Jeżeli doszło do wpisu, zgodnie z żądaniem wnioskodawcy, wówczas orzeczenie referendarza sądowego zarządzające wpis pozostaje w mocy do chwili rozpatrzenia skargi przez sędziego zawodowego. Sędzia wymierza wówczas sprawiedliwość jako sąd rejonowy rozpoznający sprawę jako sąd pierwszej instancji. Rozpoznając sprawę, sąd wydaje postanowienie, w którym zaskarżone orzeczenie i dokonany na jego podstawie wpis zmienia albo utrzymuje w mocy, albo uchyla w całości lub w części i w tym zakresie wniosek oddala bądź odrzuca, względnie postępowanie umarza. Taka sytuacja znajdzie zastosowanie w odniesieniu do orzeczenia referendarza Sądu Rejonowego w Katowicach, który wpisał do Krajowego Rejestru Sądowego otwarcie likwidacji spółki zarządzającej Polskim Radiem Katowice.
Rzecz przedstawia się jednak diametralnie odmiennie w przypadku oceny skutków prawnych prawdopodobnej skargi na orzeczenie referendarza Sądu Rejonowego dla m. st. Warszawy w Warszawie oddalającego wniosek o zmianę członków zarządu i rady nadzorczej spółki akcyjnej Telewizja Polska.
Czytaj więcej:
W tej sytuacji, zgodnie z art. 398(22) § 3 Kodeksu postępowania cywilnego, wniesiona skarga skutkuje automatyczną utratą mocy orzeczenia referendarza sądowego. Całkowicie niezależnie od jej merytorycznej zasadności czy też bezzasadności. W efekcie, Sąd Rejonowy dla m. st.Warszawy w Warszawie rozpozna już nie tyle skargę, lecz sprawę. W znaczeniu prawnym dopiero to orzeczenie będzie traktowane jako „wyrok” (merytoryczne postanowienie) sądu pierwszej instancji, od którego wciąż przysługiwać będzie apelacja do Sądu Okręgowego w Warszawie. W związku z tym rozstrzygnięcie wątpliwości prawnych powziętych przez referendarza sądowego, ale także przez sędziego zawodowego orzekającego w I instancji nie będzie miało charakteru definitywnego, podlegając dalszej kontroli instancyjnej.

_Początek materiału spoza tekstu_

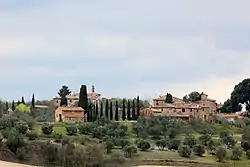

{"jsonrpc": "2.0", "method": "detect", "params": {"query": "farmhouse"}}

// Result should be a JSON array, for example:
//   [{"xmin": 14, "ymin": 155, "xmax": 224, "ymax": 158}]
[
  {"xmin": 55, "ymin": 107, "xmax": 84, "ymax": 122},
  {"xmin": 141, "ymin": 93, "xmax": 219, "ymax": 120}
]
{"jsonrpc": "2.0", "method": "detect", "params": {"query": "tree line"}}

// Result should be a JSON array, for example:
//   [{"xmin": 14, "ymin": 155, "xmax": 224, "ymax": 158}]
[
  {"xmin": 78, "ymin": 85, "xmax": 141, "ymax": 122},
  {"xmin": 58, "ymin": 85, "xmax": 142, "ymax": 122}
]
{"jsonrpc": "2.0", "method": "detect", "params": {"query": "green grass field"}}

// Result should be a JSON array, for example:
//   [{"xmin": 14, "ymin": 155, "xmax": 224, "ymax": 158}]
[{"xmin": 35, "ymin": 121, "xmax": 250, "ymax": 167}]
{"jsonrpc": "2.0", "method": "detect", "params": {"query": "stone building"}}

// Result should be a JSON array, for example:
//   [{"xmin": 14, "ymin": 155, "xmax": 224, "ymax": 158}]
[
  {"xmin": 141, "ymin": 93, "xmax": 219, "ymax": 120},
  {"xmin": 53, "ymin": 85, "xmax": 101, "ymax": 107}
]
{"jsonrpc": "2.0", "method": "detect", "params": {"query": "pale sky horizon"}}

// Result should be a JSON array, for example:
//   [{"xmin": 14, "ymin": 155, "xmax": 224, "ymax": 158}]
[{"xmin": 0, "ymin": 0, "xmax": 250, "ymax": 102}]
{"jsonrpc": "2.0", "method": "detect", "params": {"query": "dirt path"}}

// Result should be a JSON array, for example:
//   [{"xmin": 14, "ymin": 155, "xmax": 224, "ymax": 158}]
[{"xmin": 0, "ymin": 161, "xmax": 37, "ymax": 167}]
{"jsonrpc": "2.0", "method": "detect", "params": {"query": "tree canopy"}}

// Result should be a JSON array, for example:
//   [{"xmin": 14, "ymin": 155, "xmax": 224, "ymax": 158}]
[
  {"xmin": 58, "ymin": 85, "xmax": 71, "ymax": 98},
  {"xmin": 16, "ymin": 103, "xmax": 30, "ymax": 113},
  {"xmin": 231, "ymin": 78, "xmax": 250, "ymax": 111},
  {"xmin": 183, "ymin": 91, "xmax": 201, "ymax": 102},
  {"xmin": 165, "ymin": 93, "xmax": 173, "ymax": 103},
  {"xmin": 220, "ymin": 99, "xmax": 242, "ymax": 113}
]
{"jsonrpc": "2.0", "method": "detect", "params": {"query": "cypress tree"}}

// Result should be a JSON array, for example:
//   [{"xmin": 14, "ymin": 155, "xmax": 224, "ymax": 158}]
[
  {"xmin": 21, "ymin": 96, "xmax": 25, "ymax": 104},
  {"xmin": 132, "ymin": 99, "xmax": 135, "ymax": 120},
  {"xmin": 5, "ymin": 101, "xmax": 9, "ymax": 114},
  {"xmin": 109, "ymin": 101, "xmax": 113, "ymax": 120},
  {"xmin": 78, "ymin": 85, "xmax": 89, "ymax": 121},
  {"xmin": 95, "ymin": 103, "xmax": 99, "ymax": 119},
  {"xmin": 87, "ymin": 103, "xmax": 93, "ymax": 122},
  {"xmin": 11, "ymin": 100, "xmax": 16, "ymax": 111},
  {"xmin": 127, "ymin": 100, "xmax": 131, "ymax": 120},
  {"xmin": 5, "ymin": 101, "xmax": 9, "ymax": 111},
  {"xmin": 91, "ymin": 104, "xmax": 97, "ymax": 122},
  {"xmin": 31, "ymin": 93, "xmax": 36, "ymax": 110},
  {"xmin": 122, "ymin": 99, "xmax": 126, "ymax": 121},
  {"xmin": 115, "ymin": 100, "xmax": 119, "ymax": 121},
  {"xmin": 100, "ymin": 101, "xmax": 103, "ymax": 117},
  {"xmin": 165, "ymin": 93, "xmax": 173, "ymax": 103},
  {"xmin": 105, "ymin": 99, "xmax": 109, "ymax": 119},
  {"xmin": 136, "ymin": 96, "xmax": 141, "ymax": 119}
]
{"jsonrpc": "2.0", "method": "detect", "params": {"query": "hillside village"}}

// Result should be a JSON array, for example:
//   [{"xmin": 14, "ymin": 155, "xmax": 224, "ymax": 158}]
[{"xmin": 0, "ymin": 79, "xmax": 250, "ymax": 167}]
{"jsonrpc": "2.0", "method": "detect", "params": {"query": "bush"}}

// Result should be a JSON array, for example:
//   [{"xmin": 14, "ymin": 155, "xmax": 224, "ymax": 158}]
[
  {"xmin": 246, "ymin": 150, "xmax": 250, "ymax": 159},
  {"xmin": 78, "ymin": 123, "xmax": 95, "ymax": 135},
  {"xmin": 1, "ymin": 129, "xmax": 11, "ymax": 139},
  {"xmin": 123, "ymin": 146, "xmax": 137, "ymax": 158},
  {"xmin": 178, "ymin": 145, "xmax": 192, "ymax": 157},
  {"xmin": 207, "ymin": 140, "xmax": 216, "ymax": 154},
  {"xmin": 215, "ymin": 147, "xmax": 227, "ymax": 162},
  {"xmin": 16, "ymin": 147, "xmax": 28, "ymax": 161},
  {"xmin": 193, "ymin": 144, "xmax": 205, "ymax": 156},
  {"xmin": 199, "ymin": 134, "xmax": 212, "ymax": 146},
  {"xmin": 6, "ymin": 131, "xmax": 25, "ymax": 154},
  {"xmin": 106, "ymin": 139, "xmax": 114, "ymax": 154},
  {"xmin": 66, "ymin": 125, "xmax": 77, "ymax": 136},
  {"xmin": 183, "ymin": 135, "xmax": 197, "ymax": 148},
  {"xmin": 137, "ymin": 140, "xmax": 151, "ymax": 151},
  {"xmin": 16, "ymin": 123, "xmax": 28, "ymax": 134},
  {"xmin": 61, "ymin": 136, "xmax": 70, "ymax": 145},
  {"xmin": 168, "ymin": 139, "xmax": 181, "ymax": 150},
  {"xmin": 42, "ymin": 142, "xmax": 60, "ymax": 166},
  {"xmin": 42, "ymin": 124, "xmax": 54, "ymax": 135},
  {"xmin": 26, "ymin": 131, "xmax": 38, "ymax": 140},
  {"xmin": 155, "ymin": 140, "xmax": 168, "ymax": 150},
  {"xmin": 53, "ymin": 133, "xmax": 63, "ymax": 143},
  {"xmin": 231, "ymin": 147, "xmax": 242, "ymax": 160},
  {"xmin": 241, "ymin": 141, "xmax": 250, "ymax": 151}
]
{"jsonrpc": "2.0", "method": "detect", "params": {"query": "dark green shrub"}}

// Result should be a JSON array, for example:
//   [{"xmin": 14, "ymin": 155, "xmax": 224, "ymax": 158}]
[
  {"xmin": 42, "ymin": 142, "xmax": 60, "ymax": 166},
  {"xmin": 168, "ymin": 139, "xmax": 181, "ymax": 150},
  {"xmin": 78, "ymin": 123, "xmax": 95, "ymax": 135},
  {"xmin": 66, "ymin": 125, "xmax": 77, "ymax": 136},
  {"xmin": 42, "ymin": 124, "xmax": 54, "ymax": 135},
  {"xmin": 183, "ymin": 135, "xmax": 197, "ymax": 148},
  {"xmin": 207, "ymin": 140, "xmax": 216, "ymax": 155},
  {"xmin": 123, "ymin": 146, "xmax": 137, "ymax": 158},
  {"xmin": 231, "ymin": 147, "xmax": 242, "ymax": 160},
  {"xmin": 105, "ymin": 139, "xmax": 114, "ymax": 154},
  {"xmin": 16, "ymin": 123, "xmax": 28, "ymax": 134},
  {"xmin": 215, "ymin": 147, "xmax": 227, "ymax": 162},
  {"xmin": 16, "ymin": 147, "xmax": 28, "ymax": 161},
  {"xmin": 178, "ymin": 145, "xmax": 192, "ymax": 157},
  {"xmin": 246, "ymin": 150, "xmax": 250, "ymax": 159},
  {"xmin": 155, "ymin": 140, "xmax": 168, "ymax": 150},
  {"xmin": 6, "ymin": 131, "xmax": 25, "ymax": 154},
  {"xmin": 193, "ymin": 144, "xmax": 205, "ymax": 156},
  {"xmin": 137, "ymin": 140, "xmax": 151, "ymax": 151},
  {"xmin": 1, "ymin": 129, "xmax": 11, "ymax": 139},
  {"xmin": 241, "ymin": 141, "xmax": 250, "ymax": 151},
  {"xmin": 53, "ymin": 133, "xmax": 63, "ymax": 143},
  {"xmin": 61, "ymin": 136, "xmax": 70, "ymax": 145},
  {"xmin": 199, "ymin": 134, "xmax": 212, "ymax": 146},
  {"xmin": 26, "ymin": 131, "xmax": 38, "ymax": 140}
]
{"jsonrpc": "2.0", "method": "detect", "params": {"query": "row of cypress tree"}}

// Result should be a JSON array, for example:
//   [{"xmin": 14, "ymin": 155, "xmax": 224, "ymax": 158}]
[{"xmin": 78, "ymin": 85, "xmax": 141, "ymax": 122}]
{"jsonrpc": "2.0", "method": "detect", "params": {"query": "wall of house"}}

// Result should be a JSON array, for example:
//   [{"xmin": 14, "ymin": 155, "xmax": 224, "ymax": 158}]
[{"xmin": 53, "ymin": 98, "xmax": 78, "ymax": 107}]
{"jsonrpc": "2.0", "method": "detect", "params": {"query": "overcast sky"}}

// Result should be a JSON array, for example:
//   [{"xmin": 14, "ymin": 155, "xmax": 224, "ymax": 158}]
[{"xmin": 0, "ymin": 0, "xmax": 250, "ymax": 102}]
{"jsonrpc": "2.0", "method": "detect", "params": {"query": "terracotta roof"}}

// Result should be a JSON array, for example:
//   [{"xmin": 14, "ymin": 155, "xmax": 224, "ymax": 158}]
[
  {"xmin": 35, "ymin": 105, "xmax": 49, "ymax": 108},
  {"xmin": 216, "ymin": 113, "xmax": 244, "ymax": 119},
  {"xmin": 56, "ymin": 107, "xmax": 84, "ymax": 111}
]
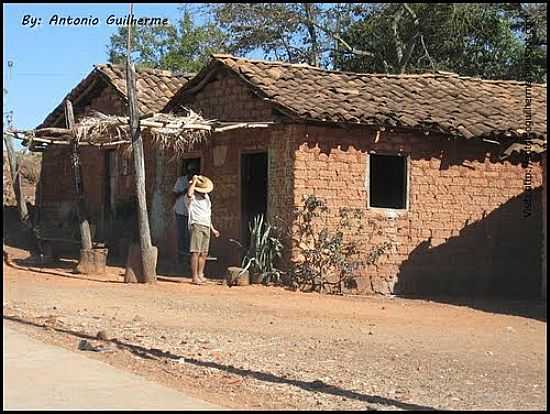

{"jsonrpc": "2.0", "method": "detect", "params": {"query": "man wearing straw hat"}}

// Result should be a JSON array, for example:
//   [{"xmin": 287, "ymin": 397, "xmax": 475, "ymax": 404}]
[
  {"xmin": 185, "ymin": 175, "xmax": 220, "ymax": 285},
  {"xmin": 174, "ymin": 161, "xmax": 199, "ymax": 265}
]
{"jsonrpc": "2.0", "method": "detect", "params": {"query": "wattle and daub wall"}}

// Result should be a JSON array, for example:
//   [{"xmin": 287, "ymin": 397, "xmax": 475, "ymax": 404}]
[{"xmin": 43, "ymin": 69, "xmax": 543, "ymax": 297}]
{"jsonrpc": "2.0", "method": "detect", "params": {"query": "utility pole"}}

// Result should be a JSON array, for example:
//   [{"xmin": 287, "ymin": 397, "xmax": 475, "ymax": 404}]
[
  {"xmin": 124, "ymin": 3, "xmax": 158, "ymax": 283},
  {"xmin": 3, "ymin": 60, "xmax": 29, "ymax": 224}
]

Likwidacja nie kończy tematu zmian w radzie nadzorczej
Nie jest jednak tak, że ta sprawa nie ma już znaczenia, ponieważ aktualnie postawiono już TVP w stan likwidacji. Otwarcie likwidacji nie uchyla wymogu uzyskania zgód rady nadzorczej na określone czynności. Należy zatem spojrzeć na aktualną sprawę również, a może przede wszystkim, z perspektywy adwokatów powołanych w skład rady nadzorczej TVP. Prof. Ryszard Piotrowski w jednej z wypowiedzi słusznie zauważył, że „dziennikarze nie są własnością Skarbu Państwa”. Warto jednak zauważyć, że adwokaci powołani w skład rady nadzorczej TVP S.A., również nie są przedmiotem, a podmiotami gwarantowanych Konstytucją RP praw i wolności. Dr Krzysztof Wąsowski jeszcze w 2004 roku wykładał, że: „wydaje się nie budzić wątpliwości, że kompetencja (…) do powoływania członków rad nadzorczych spółek publicznej radiofonii i telewizji jest uprawnieniem prywatnoprawnym i w konsekwencji winno być wykonywane w formie uchwał, które wywoływały by skutki charakterystyczne dla cywilnoprawnych oświadczeń woli”. (cyt. za: „Status prawny Krajowej Rady Radiofonii i Telewizji: próba charakterystyki”, Kwartalnik Prawa Publicznego 2004, nr 1, s.242). W kolejnym zdaniu autor potwierdza, że również cywilnoprawny charakter ma kompetencja KRRiT do wyrażania zgody na zmianę statutu danej spółki.